Difficulty: Beginner | Easy | Normal | Challenging
In this article, I will introduce a popular model in iOS, that is Model View Presenter – Router (MVP – R). So how is it different from the MVC model and the pure MVP model? What problem was MVP – R created to solve? Let’s find out together now!!!
2. Make a problem
For those who have just approached iOS programming, we will usually build the project in the form of an MVC (Model View Controller) model. However, when the project has grown, more features, there will be times when you will see our Controller can be up to 1000 lines of code. So people often call MVC as Massive View Controller. That’s because the Controller (in MVC) takes on too many responsibilities: handling business logic, view logic, navigator, … So is there a way to avoid this situation?
Of course, that’s why we’re going to learn a new paradigm of problem solving in the MVC pattern. It’s the MVP-CHEAP model
3. Structure of MVP architecture
3.1. Main ingredients of MVP
Above is the flow diagram of the main components in MVP. MVP consists of 3 main components: Model, View and Presenter. I will introduce each ingredient:
Model: Is the place to keep the structs/classes that our application uses. Usually, I will separate the Model from the model to use it for the whole project (refer to the example code in the next section).
View: includes UIViewController and storyboard (or xibs if you don’t use storyboard). Now in the View only care about the view logic: setup UI, receive events/actions from the user, .. Then the View will pass those events/actions to the Presenter to handle. Of course it must also contain a reference to the Presenter
- This is the heart of the MVP model. Where we will receive events/actions from View , where we perform restful API (call API to server to get data), validate input, … In general, all business logic we handle in Presenter
- After having data (data has been processed), the Presenter will transmit that data back to the View and ask the View to display it on the screen.
- Presenter needs to contain a weak link to View to avoid retain cycle
- An important note: Presenter should not import UIKit (because it can cause code smell).

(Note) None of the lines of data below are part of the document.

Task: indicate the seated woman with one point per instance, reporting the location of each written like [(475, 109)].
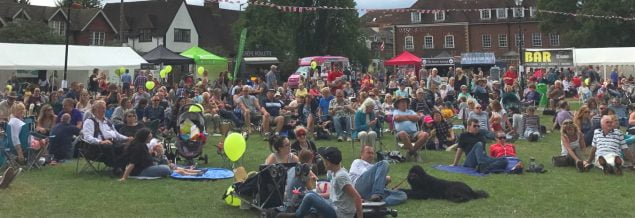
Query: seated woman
[(16, 122), (131, 124), (302, 142), (573, 145), (140, 162), (46, 120), (281, 148), (366, 123)]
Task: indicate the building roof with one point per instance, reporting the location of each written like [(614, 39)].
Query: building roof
[(215, 30), (154, 15)]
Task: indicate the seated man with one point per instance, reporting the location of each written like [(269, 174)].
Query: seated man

=> Note: These components will communicate with each other through Protocol, everyone. This is quite important in this model and also an advantage compared to MVC
=> Through this, we have briefly understood the main components and uses of each component in the MVP model.

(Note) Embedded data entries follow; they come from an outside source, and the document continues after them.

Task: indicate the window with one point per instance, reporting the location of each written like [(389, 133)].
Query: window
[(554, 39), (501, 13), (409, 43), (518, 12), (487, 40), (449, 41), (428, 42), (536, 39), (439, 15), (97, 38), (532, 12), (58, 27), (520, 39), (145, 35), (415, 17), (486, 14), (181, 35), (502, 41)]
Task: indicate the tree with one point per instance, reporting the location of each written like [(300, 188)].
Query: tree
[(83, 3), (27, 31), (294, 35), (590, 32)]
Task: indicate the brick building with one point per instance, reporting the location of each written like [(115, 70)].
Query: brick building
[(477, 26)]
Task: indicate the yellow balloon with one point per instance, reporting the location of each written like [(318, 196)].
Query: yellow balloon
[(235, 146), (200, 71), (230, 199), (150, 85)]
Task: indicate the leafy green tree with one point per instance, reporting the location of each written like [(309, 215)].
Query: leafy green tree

So where will the navigation logic (push, present, dismiss, pop) be implemented? The answer is that we will do it in the View (because there is a UIViewController).
=> Thus, in general, View will receive more responsibility for navigation. Can we optimize it a little more? We will come to another component in the MVP-R model.

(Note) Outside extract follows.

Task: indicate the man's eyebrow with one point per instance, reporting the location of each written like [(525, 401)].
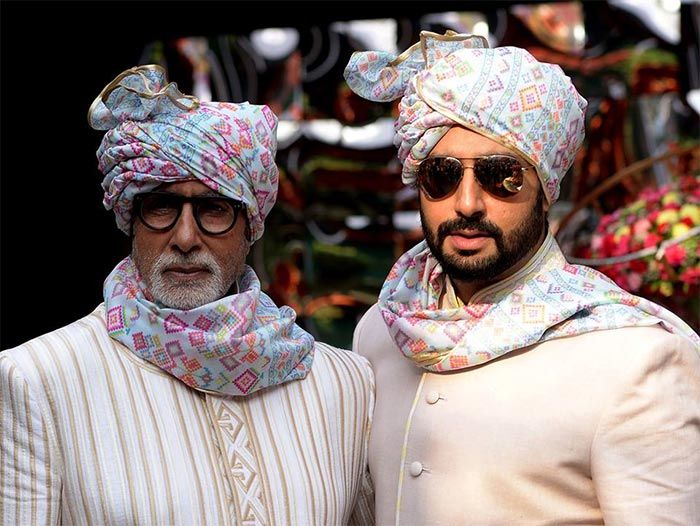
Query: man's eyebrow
[(208, 193)]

3.2. Router in MVP architecture
Router: This is responsible for handling the movement between screens in the MVP-R model
4. Implementing MVP-R Architecture
I have a small example code about MVP-R architecture in iOS using Swift. Everyone can refer to the link . If you find it interesting, please drop a star for me.
Contract: This is where the entire Protocol is stored for communication between components: communication protocol between View and Presenter, between Presenter and Router
Builder: Is a place to contain a build() function and this function is responsible for connecting the components in the MVP-R model together for us and returns a reference UIViewController
Note: I have included a template to create a branch of MVP-R architecture in the link above. Everyone can download and import it into Xcode Templates for quick use.
5. Pros and cons of MVP-R Architecture
Since Presenter has separated the business logic code from the View, it will help us:
- Easy to read and understand code.
- Easy to write Unit test for logic.
- Easy to maintain, maintain.
- The amount of code and code files increased much compared to MVC
- Because the model only handles separating the business logic from the View, calling the API, saving data locally, etc. are all handled in the Presenter. Will cause Massive Presenter phenomenon (Presenter takes on many responsibilities, so it will be enlarged)
- It will be difficult to configure/organize the MVP-R model code for newbies (but I have included the template in section 4, so there is no problem anymore)
- MVP consists of 3 parts: Model, View and Presenter. MVP-R with extra Router
- View and Presenter do not know each other’s existence, because they communicate with each other via protocol
- Router takes responsibility for navigating between screens (instead of View in pure MVP model)
- Presenter is where the business logic is handled and passed to the View to display data
- So we’ve learned what the MVP-R architecture is and how to implement it through this blog.
- If you have any questions or have a way to optimize your example code, don’t hesitate to comment. Thank you so much = Thank a lot = Thank you very much.